Humphrey, 13 Cal.4th at 1082-83.
Unfortunately, it is not completely clear whether this objective standard also takes into account the defendant’s physical abilities, but I think it does. Those abilities are part of the “situation” and “all the facts and circumstances.” So, would a reasonable person, knowing what Hancock knew and with Hancock’s abilities, have done what Hancock did in that situation? I don’t know. I think a reasonable person might have chosen the amputation route. It did avoid killing the robber, and it was successful. Maybe Hancock was unsure if, fast as he was, he could disable the robber in time any other way.
2. Imperfect Defense of Others and Mayhem
But what if Hancock didn’t act reasonably? Could he claim imperfect self-defense and try for a reduced charge, perhaps some kind of battery or even a mere assault? Alas, no. The crime Hancock may have committed is not murder (since the robber didn’t die) but rather mayhem:
Every person who unlawfully and maliciously deprives a human being of a member of his body … is guilty of mayhem.
Cal.

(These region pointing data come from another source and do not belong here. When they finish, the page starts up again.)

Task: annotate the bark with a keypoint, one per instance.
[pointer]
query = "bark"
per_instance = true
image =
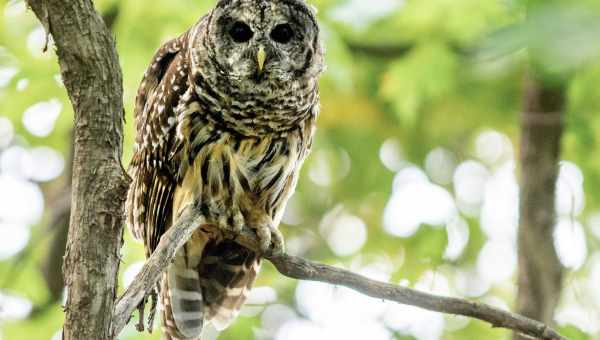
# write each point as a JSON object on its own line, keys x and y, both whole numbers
{"x": 302, "y": 269}
{"x": 540, "y": 272}
{"x": 92, "y": 76}
{"x": 60, "y": 208}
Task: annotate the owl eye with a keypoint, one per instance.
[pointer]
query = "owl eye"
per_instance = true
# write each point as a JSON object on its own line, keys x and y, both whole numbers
{"x": 241, "y": 32}
{"x": 282, "y": 33}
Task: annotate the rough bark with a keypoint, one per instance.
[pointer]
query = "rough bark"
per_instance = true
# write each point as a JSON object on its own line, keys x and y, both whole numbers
{"x": 302, "y": 269}
{"x": 92, "y": 76}
{"x": 540, "y": 272}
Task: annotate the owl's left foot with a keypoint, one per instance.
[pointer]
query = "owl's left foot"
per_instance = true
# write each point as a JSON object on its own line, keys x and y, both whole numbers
{"x": 270, "y": 239}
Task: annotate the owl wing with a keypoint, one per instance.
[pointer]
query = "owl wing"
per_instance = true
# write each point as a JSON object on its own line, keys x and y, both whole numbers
{"x": 154, "y": 164}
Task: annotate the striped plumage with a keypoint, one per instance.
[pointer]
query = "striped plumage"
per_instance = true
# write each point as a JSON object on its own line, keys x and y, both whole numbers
{"x": 222, "y": 132}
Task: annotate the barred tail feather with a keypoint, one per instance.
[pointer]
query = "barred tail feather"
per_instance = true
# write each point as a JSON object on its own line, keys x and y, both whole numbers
{"x": 206, "y": 283}
{"x": 227, "y": 273}
{"x": 183, "y": 305}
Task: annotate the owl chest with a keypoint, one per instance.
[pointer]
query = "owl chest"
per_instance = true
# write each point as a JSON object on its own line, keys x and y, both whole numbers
{"x": 231, "y": 169}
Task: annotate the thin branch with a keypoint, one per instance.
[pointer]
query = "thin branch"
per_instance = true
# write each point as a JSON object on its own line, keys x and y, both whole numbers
{"x": 302, "y": 269}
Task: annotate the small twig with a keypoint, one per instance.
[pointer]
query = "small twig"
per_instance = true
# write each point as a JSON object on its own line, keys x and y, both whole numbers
{"x": 302, "y": 269}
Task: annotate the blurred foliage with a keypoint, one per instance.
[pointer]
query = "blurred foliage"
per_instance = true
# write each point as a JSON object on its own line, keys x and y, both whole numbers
{"x": 415, "y": 74}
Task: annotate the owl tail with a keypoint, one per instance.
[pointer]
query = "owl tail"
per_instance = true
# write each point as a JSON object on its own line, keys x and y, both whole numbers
{"x": 209, "y": 284}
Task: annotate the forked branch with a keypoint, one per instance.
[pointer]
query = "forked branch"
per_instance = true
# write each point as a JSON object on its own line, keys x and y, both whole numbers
{"x": 302, "y": 269}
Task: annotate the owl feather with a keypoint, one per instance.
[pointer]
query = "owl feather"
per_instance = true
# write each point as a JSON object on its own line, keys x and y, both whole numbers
{"x": 224, "y": 118}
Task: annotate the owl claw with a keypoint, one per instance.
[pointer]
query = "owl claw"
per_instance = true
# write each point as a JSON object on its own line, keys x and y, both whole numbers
{"x": 270, "y": 241}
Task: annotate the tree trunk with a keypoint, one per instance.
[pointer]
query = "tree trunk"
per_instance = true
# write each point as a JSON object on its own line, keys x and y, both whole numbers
{"x": 540, "y": 272}
{"x": 91, "y": 73}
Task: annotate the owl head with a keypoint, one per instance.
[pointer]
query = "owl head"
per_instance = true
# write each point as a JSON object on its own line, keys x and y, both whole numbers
{"x": 249, "y": 43}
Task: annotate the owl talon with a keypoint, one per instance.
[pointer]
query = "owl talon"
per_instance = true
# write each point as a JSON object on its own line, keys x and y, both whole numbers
{"x": 270, "y": 241}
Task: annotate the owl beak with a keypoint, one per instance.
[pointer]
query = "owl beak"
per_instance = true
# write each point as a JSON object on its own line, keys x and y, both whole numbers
{"x": 261, "y": 56}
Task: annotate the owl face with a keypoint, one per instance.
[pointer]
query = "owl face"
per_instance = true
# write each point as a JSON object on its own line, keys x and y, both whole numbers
{"x": 255, "y": 42}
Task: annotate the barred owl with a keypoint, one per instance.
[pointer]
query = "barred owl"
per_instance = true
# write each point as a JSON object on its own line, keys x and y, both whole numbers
{"x": 225, "y": 117}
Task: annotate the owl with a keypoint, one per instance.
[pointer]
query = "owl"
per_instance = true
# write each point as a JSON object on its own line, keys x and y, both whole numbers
{"x": 225, "y": 116}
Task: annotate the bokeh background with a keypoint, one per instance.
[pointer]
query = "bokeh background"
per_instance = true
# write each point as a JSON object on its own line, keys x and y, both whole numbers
{"x": 412, "y": 180}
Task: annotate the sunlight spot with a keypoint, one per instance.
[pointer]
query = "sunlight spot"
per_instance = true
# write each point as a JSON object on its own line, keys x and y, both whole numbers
{"x": 13, "y": 307}
{"x": 413, "y": 321}
{"x": 570, "y": 243}
{"x": 594, "y": 224}
{"x": 470, "y": 178}
{"x": 497, "y": 261}
{"x": 500, "y": 211}
{"x": 440, "y": 164}
{"x": 13, "y": 161}
{"x": 458, "y": 237}
{"x": 39, "y": 119}
{"x": 433, "y": 283}
{"x": 36, "y": 41}
{"x": 416, "y": 201}
{"x": 297, "y": 329}
{"x": 6, "y": 132}
{"x": 570, "y": 198}
{"x": 21, "y": 202}
{"x": 409, "y": 175}
{"x": 391, "y": 155}
{"x": 6, "y": 74}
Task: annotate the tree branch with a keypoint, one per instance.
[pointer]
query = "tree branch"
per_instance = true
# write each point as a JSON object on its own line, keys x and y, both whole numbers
{"x": 92, "y": 76}
{"x": 302, "y": 269}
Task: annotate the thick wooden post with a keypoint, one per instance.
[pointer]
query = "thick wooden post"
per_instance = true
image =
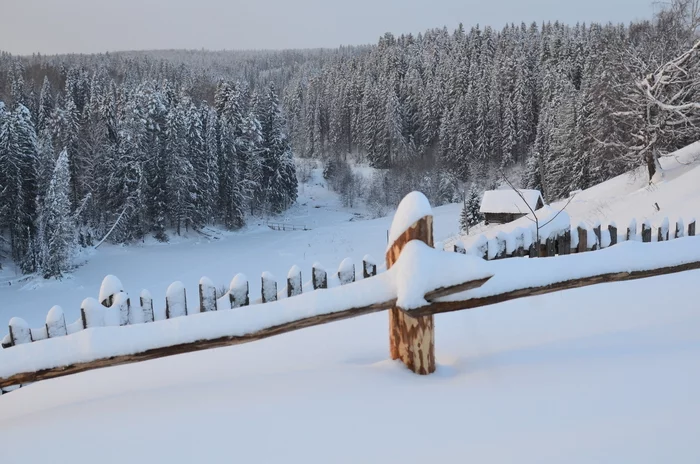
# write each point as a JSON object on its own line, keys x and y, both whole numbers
{"x": 412, "y": 339}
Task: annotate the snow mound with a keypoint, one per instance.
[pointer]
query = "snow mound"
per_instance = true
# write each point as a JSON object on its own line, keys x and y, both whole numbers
{"x": 110, "y": 285}
{"x": 414, "y": 207}
{"x": 294, "y": 272}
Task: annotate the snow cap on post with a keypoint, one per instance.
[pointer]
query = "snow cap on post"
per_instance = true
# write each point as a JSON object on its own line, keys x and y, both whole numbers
{"x": 55, "y": 315}
{"x": 121, "y": 301}
{"x": 19, "y": 331}
{"x": 412, "y": 208}
{"x": 207, "y": 295}
{"x": 269, "y": 287}
{"x": 146, "y": 305}
{"x": 319, "y": 276}
{"x": 175, "y": 300}
{"x": 369, "y": 267}
{"x": 294, "y": 284}
{"x": 56, "y": 323}
{"x": 111, "y": 285}
{"x": 293, "y": 272}
{"x": 238, "y": 291}
{"x": 346, "y": 271}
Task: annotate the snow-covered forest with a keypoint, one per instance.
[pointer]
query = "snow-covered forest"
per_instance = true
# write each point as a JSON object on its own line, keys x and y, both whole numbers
{"x": 124, "y": 145}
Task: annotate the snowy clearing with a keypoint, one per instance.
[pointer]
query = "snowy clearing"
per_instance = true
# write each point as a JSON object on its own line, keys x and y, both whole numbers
{"x": 607, "y": 373}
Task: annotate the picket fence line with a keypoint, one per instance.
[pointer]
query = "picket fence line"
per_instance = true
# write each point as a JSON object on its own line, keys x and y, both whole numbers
{"x": 114, "y": 306}
{"x": 411, "y": 332}
{"x": 282, "y": 226}
{"x": 575, "y": 239}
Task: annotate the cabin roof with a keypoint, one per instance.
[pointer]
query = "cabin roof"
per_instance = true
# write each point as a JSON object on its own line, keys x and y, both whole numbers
{"x": 508, "y": 201}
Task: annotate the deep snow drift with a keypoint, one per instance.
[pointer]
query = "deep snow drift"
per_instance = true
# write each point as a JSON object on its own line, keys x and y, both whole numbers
{"x": 608, "y": 373}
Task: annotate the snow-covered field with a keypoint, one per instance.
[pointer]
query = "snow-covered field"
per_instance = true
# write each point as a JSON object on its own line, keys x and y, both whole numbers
{"x": 608, "y": 373}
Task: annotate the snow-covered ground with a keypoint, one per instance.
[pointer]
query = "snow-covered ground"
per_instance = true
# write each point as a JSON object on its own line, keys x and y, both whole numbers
{"x": 627, "y": 197}
{"x": 608, "y": 373}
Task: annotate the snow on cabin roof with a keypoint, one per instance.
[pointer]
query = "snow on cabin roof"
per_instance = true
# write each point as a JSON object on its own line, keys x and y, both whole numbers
{"x": 508, "y": 201}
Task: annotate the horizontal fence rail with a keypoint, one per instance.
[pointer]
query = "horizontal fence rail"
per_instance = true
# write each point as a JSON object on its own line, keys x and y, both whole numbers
{"x": 419, "y": 283}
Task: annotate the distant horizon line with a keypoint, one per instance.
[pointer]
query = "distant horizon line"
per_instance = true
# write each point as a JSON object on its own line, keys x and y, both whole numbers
{"x": 277, "y": 50}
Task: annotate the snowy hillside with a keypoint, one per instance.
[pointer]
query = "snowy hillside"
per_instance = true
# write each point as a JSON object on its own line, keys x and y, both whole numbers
{"x": 628, "y": 197}
{"x": 608, "y": 373}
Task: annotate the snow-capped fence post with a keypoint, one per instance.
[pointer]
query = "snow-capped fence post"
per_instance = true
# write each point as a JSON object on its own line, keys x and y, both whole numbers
{"x": 664, "y": 230}
{"x": 680, "y": 229}
{"x": 269, "y": 287}
{"x": 550, "y": 247}
{"x": 146, "y": 301}
{"x": 56, "y": 323}
{"x": 369, "y": 267}
{"x": 612, "y": 228}
{"x": 319, "y": 276}
{"x": 95, "y": 314}
{"x": 111, "y": 285}
{"x": 346, "y": 272}
{"x": 632, "y": 230}
{"x": 207, "y": 295}
{"x": 599, "y": 235}
{"x": 239, "y": 291}
{"x": 123, "y": 304}
{"x": 582, "y": 238}
{"x": 175, "y": 301}
{"x": 646, "y": 232}
{"x": 19, "y": 331}
{"x": 412, "y": 339}
{"x": 294, "y": 281}
{"x": 534, "y": 250}
{"x": 564, "y": 243}
{"x": 501, "y": 250}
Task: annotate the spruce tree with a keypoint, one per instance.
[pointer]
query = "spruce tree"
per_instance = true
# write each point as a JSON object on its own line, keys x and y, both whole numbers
{"x": 56, "y": 227}
{"x": 473, "y": 205}
{"x": 464, "y": 218}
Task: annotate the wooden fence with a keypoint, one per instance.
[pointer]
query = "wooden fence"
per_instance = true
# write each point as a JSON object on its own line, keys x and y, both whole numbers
{"x": 114, "y": 306}
{"x": 411, "y": 329}
{"x": 523, "y": 242}
{"x": 281, "y": 226}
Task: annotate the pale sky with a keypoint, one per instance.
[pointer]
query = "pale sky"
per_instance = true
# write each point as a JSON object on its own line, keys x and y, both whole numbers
{"x": 87, "y": 26}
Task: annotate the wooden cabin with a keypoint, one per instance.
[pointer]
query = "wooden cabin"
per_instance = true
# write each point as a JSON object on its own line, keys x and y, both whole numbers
{"x": 501, "y": 206}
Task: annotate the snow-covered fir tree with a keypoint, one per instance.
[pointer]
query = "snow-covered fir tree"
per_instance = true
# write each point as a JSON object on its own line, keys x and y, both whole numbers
{"x": 56, "y": 225}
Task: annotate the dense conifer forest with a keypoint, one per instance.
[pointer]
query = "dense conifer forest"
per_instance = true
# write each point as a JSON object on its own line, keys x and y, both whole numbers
{"x": 125, "y": 145}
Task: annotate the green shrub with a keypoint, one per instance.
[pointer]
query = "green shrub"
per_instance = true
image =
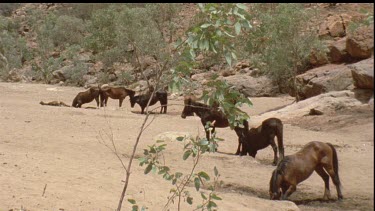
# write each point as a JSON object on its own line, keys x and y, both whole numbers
{"x": 280, "y": 45}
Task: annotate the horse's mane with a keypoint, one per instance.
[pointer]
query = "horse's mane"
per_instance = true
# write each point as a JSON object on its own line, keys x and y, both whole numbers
{"x": 278, "y": 171}
{"x": 282, "y": 165}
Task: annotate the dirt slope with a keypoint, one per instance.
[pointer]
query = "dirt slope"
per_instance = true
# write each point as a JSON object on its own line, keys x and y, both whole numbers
{"x": 58, "y": 148}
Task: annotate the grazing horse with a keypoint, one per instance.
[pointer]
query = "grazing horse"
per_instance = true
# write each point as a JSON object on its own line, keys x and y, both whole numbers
{"x": 86, "y": 97}
{"x": 119, "y": 93}
{"x": 207, "y": 114}
{"x": 142, "y": 100}
{"x": 261, "y": 137}
{"x": 293, "y": 169}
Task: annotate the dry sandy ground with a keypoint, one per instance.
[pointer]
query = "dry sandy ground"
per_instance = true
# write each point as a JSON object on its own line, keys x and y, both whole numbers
{"x": 57, "y": 148}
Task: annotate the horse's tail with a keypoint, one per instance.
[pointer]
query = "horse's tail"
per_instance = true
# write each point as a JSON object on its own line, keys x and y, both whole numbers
{"x": 273, "y": 183}
{"x": 279, "y": 135}
{"x": 335, "y": 162}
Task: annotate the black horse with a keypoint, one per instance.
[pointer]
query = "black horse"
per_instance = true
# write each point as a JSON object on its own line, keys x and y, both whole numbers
{"x": 208, "y": 114}
{"x": 142, "y": 100}
{"x": 261, "y": 137}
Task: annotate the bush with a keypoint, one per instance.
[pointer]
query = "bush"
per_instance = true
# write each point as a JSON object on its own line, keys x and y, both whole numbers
{"x": 280, "y": 45}
{"x": 13, "y": 48}
{"x": 6, "y": 9}
{"x": 67, "y": 31}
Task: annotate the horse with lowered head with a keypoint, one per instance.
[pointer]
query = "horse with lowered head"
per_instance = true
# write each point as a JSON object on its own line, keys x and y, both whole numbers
{"x": 86, "y": 97}
{"x": 293, "y": 169}
{"x": 142, "y": 100}
{"x": 261, "y": 137}
{"x": 119, "y": 93}
{"x": 207, "y": 114}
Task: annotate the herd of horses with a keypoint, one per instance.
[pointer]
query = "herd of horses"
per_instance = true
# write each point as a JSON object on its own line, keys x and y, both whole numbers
{"x": 290, "y": 171}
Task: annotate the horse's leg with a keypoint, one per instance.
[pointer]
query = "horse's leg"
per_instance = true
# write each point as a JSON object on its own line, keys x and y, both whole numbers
{"x": 335, "y": 179}
{"x": 280, "y": 142}
{"x": 97, "y": 101}
{"x": 327, "y": 194}
{"x": 289, "y": 192}
{"x": 274, "y": 147}
{"x": 239, "y": 146}
{"x": 120, "y": 101}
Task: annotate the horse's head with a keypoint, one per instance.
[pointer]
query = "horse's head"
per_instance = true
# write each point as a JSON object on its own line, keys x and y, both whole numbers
{"x": 188, "y": 111}
{"x": 133, "y": 100}
{"x": 274, "y": 190}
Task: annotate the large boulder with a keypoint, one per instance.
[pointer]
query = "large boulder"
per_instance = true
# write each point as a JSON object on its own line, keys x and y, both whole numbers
{"x": 337, "y": 51}
{"x": 63, "y": 73}
{"x": 253, "y": 87}
{"x": 363, "y": 73}
{"x": 360, "y": 44}
{"x": 327, "y": 102}
{"x": 323, "y": 79}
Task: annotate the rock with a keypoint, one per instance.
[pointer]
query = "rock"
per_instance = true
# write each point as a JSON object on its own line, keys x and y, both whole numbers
{"x": 323, "y": 79}
{"x": 327, "y": 102}
{"x": 337, "y": 51}
{"x": 363, "y": 73}
{"x": 314, "y": 112}
{"x": 360, "y": 44}
{"x": 253, "y": 87}
{"x": 63, "y": 73}
{"x": 318, "y": 59}
{"x": 335, "y": 26}
{"x": 14, "y": 76}
{"x": 200, "y": 77}
{"x": 90, "y": 80}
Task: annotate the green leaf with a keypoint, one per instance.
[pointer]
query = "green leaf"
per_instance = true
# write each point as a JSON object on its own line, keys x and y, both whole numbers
{"x": 189, "y": 200}
{"x": 214, "y": 196}
{"x": 132, "y": 201}
{"x": 186, "y": 154}
{"x": 203, "y": 196}
{"x": 237, "y": 27}
{"x": 228, "y": 57}
{"x": 228, "y": 34}
{"x": 148, "y": 168}
{"x": 197, "y": 183}
{"x": 241, "y": 6}
{"x": 205, "y": 25}
{"x": 216, "y": 171}
{"x": 204, "y": 175}
{"x": 211, "y": 204}
{"x": 180, "y": 138}
{"x": 135, "y": 208}
{"x": 234, "y": 56}
{"x": 203, "y": 142}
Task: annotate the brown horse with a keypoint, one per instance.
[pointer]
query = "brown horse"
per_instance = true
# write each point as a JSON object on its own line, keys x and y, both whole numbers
{"x": 207, "y": 114}
{"x": 261, "y": 137}
{"x": 119, "y": 93}
{"x": 293, "y": 169}
{"x": 86, "y": 97}
{"x": 142, "y": 100}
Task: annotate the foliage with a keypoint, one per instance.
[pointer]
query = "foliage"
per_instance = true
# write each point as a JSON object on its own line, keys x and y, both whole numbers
{"x": 367, "y": 21}
{"x": 194, "y": 148}
{"x": 67, "y": 31}
{"x": 6, "y": 9}
{"x": 280, "y": 44}
{"x": 164, "y": 16}
{"x": 214, "y": 33}
{"x": 13, "y": 49}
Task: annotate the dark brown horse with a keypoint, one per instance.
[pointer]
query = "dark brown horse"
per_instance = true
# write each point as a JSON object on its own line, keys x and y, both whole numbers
{"x": 261, "y": 137}
{"x": 207, "y": 114}
{"x": 86, "y": 97}
{"x": 119, "y": 93}
{"x": 293, "y": 169}
{"x": 142, "y": 100}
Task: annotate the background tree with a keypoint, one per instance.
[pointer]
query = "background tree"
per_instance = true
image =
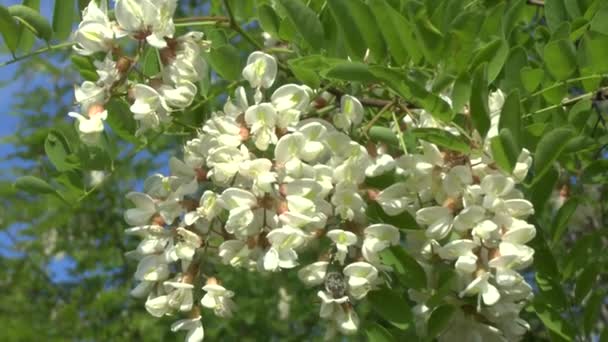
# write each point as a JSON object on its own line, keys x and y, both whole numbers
{"x": 549, "y": 58}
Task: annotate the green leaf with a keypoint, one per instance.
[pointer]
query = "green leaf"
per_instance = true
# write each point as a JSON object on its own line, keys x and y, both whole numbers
{"x": 351, "y": 71}
{"x": 555, "y": 13}
{"x": 596, "y": 172}
{"x": 377, "y": 333}
{"x": 34, "y": 185}
{"x": 226, "y": 62}
{"x": 510, "y": 117}
{"x": 269, "y": 21}
{"x": 439, "y": 320}
{"x": 63, "y": 17}
{"x": 384, "y": 135}
{"x": 548, "y": 150}
{"x": 58, "y": 150}
{"x": 531, "y": 78}
{"x": 599, "y": 23}
{"x": 404, "y": 221}
{"x": 391, "y": 306}
{"x": 442, "y": 138}
{"x": 120, "y": 119}
{"x": 306, "y": 69}
{"x": 593, "y": 54}
{"x": 368, "y": 28}
{"x": 32, "y": 20}
{"x": 560, "y": 222}
{"x": 554, "y": 321}
{"x": 592, "y": 310}
{"x": 9, "y": 29}
{"x": 495, "y": 54}
{"x": 560, "y": 59}
{"x": 351, "y": 34}
{"x": 151, "y": 63}
{"x": 409, "y": 272}
{"x": 306, "y": 22}
{"x": 504, "y": 150}
{"x": 430, "y": 38}
{"x": 461, "y": 92}
{"x": 26, "y": 38}
{"x": 397, "y": 32}
{"x": 542, "y": 188}
{"x": 579, "y": 114}
{"x": 412, "y": 91}
{"x": 585, "y": 281}
{"x": 480, "y": 112}
{"x": 511, "y": 17}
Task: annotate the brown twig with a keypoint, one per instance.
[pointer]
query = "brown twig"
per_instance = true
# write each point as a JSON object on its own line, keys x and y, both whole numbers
{"x": 539, "y": 3}
{"x": 371, "y": 101}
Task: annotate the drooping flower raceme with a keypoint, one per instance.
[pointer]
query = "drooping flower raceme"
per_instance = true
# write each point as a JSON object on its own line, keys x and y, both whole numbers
{"x": 263, "y": 182}
{"x": 148, "y": 24}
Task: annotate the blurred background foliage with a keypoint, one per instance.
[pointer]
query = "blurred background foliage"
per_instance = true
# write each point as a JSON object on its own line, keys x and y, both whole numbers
{"x": 64, "y": 275}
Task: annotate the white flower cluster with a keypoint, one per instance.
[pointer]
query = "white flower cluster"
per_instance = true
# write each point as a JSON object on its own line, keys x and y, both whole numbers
{"x": 474, "y": 219}
{"x": 254, "y": 188}
{"x": 149, "y": 24}
{"x": 265, "y": 178}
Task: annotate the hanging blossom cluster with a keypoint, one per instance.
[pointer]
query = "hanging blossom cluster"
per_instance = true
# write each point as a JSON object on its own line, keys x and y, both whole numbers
{"x": 260, "y": 183}
{"x": 139, "y": 25}
{"x": 264, "y": 180}
{"x": 474, "y": 219}
{"x": 268, "y": 178}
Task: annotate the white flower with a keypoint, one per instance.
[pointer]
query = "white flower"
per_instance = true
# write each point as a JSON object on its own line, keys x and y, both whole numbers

Penal Code § 203. The California courts have held that imperfect self-defense is not a general-purpose defense and applies only to murder. “Imperfect self-defense is not an affirmative defense, but a description of one type of voluntary manslaughter.” People v. Michaels, 28 Cal.4th 486, 529 (2002). Further, they have also held that it does not apply to mayhem. People v. Quintero, 37 Cal. Rptr.3d 884, 894-97 (4th Dist. 2006). It is also unclear whether California even recognizes “imperfect defense of others” as opposed to imperfect self-defense. People v. Michaels, 28 Cal.4th 486 (2002).
Now, you might be thinking, how can it be fair that Hancock is stuck with mayhem if he was acting unreasonably, but he would have gotten a reduced charge if he outright killed the robber? The answer is that mayhem is already a less serious crime than voluntary manslaughter (the typical result of imperfect self-defense). It carries a sentence of 2-8 years, whereas voluntary manslaughter is 3-11 years. That’s a pretty slim difference in punishment for a pretty huge difference in outcome for the victim, if you ask me, but that’s the wisdom of the legislature for you.
It’s hard to say for certain whether Hancock acted reasonably and so was justified in doing what he did, but it’s certainly possible. Since nobody (other than the robber) seemed to complain, I guess the LA district attorney’s office felt it was reasonable, or at least close enough.